Riguardo al mondo dell'istruzione è evidente che il grande esperimento forzato di insegnamento online di queste settimane lascerà tracce importanti anche dopo l'emergenza. Ciò è positivo a patto che nel dare forma al futuro si faccia tesoro degli studi di questi ultimi dieci anni che hanno dimostrato l'importanza del rapporto interpersonale tra docente e studente per assicurare buoni livelli di successo educativo. Un digitale, quindi, non sostitutivo (se non in emergenza), ma - salvaguardata la salute - utile strumento a disposizione dei docenti per aumentare ulteriormente l'efficacia della loro azione in presenza.
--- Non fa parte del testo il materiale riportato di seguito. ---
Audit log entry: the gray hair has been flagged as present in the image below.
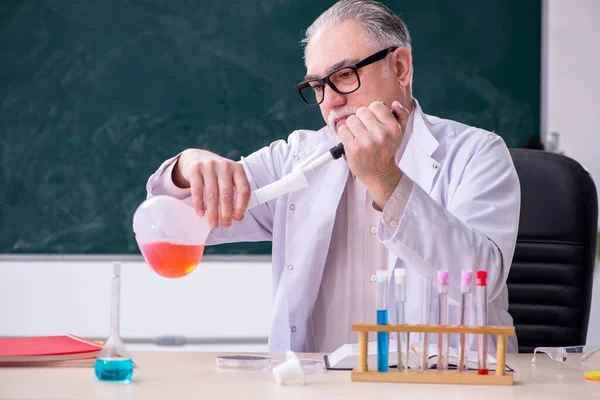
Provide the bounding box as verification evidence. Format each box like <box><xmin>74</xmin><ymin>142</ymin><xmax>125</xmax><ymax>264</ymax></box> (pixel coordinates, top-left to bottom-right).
<box><xmin>301</xmin><ymin>0</ymin><xmax>412</xmax><ymax>57</ymax></box>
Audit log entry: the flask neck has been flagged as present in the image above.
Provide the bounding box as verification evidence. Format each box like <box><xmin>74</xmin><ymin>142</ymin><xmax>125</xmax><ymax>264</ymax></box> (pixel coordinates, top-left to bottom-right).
<box><xmin>110</xmin><ymin>274</ymin><xmax>120</xmax><ymax>337</ymax></box>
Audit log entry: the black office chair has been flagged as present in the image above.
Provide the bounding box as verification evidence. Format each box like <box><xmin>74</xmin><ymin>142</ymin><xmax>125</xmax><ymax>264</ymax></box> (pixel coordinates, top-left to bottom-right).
<box><xmin>507</xmin><ymin>149</ymin><xmax>598</xmax><ymax>353</ymax></box>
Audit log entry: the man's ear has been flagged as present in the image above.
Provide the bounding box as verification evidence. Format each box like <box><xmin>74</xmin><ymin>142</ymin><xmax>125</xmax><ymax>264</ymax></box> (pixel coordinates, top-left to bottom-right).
<box><xmin>393</xmin><ymin>47</ymin><xmax>412</xmax><ymax>88</ymax></box>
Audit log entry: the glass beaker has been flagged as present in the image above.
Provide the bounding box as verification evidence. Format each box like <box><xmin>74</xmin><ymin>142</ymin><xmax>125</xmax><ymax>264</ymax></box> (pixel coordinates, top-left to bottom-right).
<box><xmin>133</xmin><ymin>195</ymin><xmax>211</xmax><ymax>278</ymax></box>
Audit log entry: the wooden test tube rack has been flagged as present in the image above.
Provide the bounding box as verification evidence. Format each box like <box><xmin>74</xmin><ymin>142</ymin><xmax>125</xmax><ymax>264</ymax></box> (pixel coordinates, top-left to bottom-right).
<box><xmin>351</xmin><ymin>324</ymin><xmax>515</xmax><ymax>386</ymax></box>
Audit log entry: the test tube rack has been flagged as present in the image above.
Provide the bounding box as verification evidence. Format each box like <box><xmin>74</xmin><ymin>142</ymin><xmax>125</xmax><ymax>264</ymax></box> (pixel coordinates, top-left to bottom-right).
<box><xmin>350</xmin><ymin>324</ymin><xmax>515</xmax><ymax>386</ymax></box>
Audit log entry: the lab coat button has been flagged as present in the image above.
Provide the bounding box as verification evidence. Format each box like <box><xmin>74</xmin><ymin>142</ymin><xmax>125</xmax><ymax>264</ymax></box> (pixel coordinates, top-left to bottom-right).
<box><xmin>432</xmin><ymin>163</ymin><xmax>439</xmax><ymax>170</ymax></box>
<box><xmin>290</xmin><ymin>204</ymin><xmax>296</xmax><ymax>210</ymax></box>
<box><xmin>287</xmin><ymin>264</ymin><xmax>294</xmax><ymax>271</ymax></box>
<box><xmin>291</xmin><ymin>326</ymin><xmax>296</xmax><ymax>333</ymax></box>
<box><xmin>389</xmin><ymin>220</ymin><xmax>398</xmax><ymax>228</ymax></box>
<box><xmin>293</xmin><ymin>154</ymin><xmax>300</xmax><ymax>161</ymax></box>
<box><xmin>370</xmin><ymin>226</ymin><xmax>377</xmax><ymax>234</ymax></box>
<box><xmin>370</xmin><ymin>274</ymin><xmax>377</xmax><ymax>282</ymax></box>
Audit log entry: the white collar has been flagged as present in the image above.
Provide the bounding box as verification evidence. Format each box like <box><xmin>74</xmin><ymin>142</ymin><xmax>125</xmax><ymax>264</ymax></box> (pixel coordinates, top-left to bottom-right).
<box><xmin>395</xmin><ymin>100</ymin><xmax>416</xmax><ymax>165</ymax></box>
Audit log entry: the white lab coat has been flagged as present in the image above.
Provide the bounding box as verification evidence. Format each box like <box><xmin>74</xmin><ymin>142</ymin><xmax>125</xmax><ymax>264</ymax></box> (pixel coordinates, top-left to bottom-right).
<box><xmin>146</xmin><ymin>99</ymin><xmax>521</xmax><ymax>353</ymax></box>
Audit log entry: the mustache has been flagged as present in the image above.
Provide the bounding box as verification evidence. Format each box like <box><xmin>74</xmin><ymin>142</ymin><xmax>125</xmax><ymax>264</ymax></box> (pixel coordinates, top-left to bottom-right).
<box><xmin>327</xmin><ymin>106</ymin><xmax>360</xmax><ymax>134</ymax></box>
A parte il digitale e focalizzandoci sulle Università, se gli scenari sopra tratteggiati si realizzeranno anche solo in parte si profila un'Università che, pur rimanendo ben connessa con la comunità internazionale, diventa più attenta di quanto non fosse già in passato alle priorità nazionali. In particolare vorrei portare l'attenzione sulla assai probabile (e auspicabile) decisione di far crescere il mercato interno per compensare la diminuzione delle esportazioni. Se ciò effettivamente capitasse, tale cambiamento potrebbe rappresentare, oltre al resto, un'opportunità non solo per recuperare quella porzione della base manufatturiera che abbiamo perso negli ultimi 20 anni, ma anche per alzare il livello tecnologico e organizzativo medio del tessuto produttivo italiano. In tal caso le Università svolgerebbero un ruolo essenziale non solo perché fornirebbero i laureati necessari per realizzare tale salto di qualità, ma anche perché, se sostenute da politiche adeguate, potrebbero contribuire direttamente intensificando le collaborazioni con le imprese.
In ogni caso le Università non devono solo seguire gli sviluppi e prepararsi di conseguenza, ma anche contribuire direttamente a dare forma al mondo che sta nascendo da questa crisi partecipando alle discussioni, realizzando studi, prospettando soluzioni creative alle sfide di questa crisi senza precedenti. Lo devono fare sforzandosi di rappresentare gli interessi della maggioranza degli italiani e con l'obiettivo di creare le condizioni per aumentare ulteriormente il loro contributo al benessere culturale, materiale e civile della collettività.
(commento apparso in forma leggermente ridotta su "La Stampa", 11 aprile 2020, col titolo: "La ripartenza passa dalle università").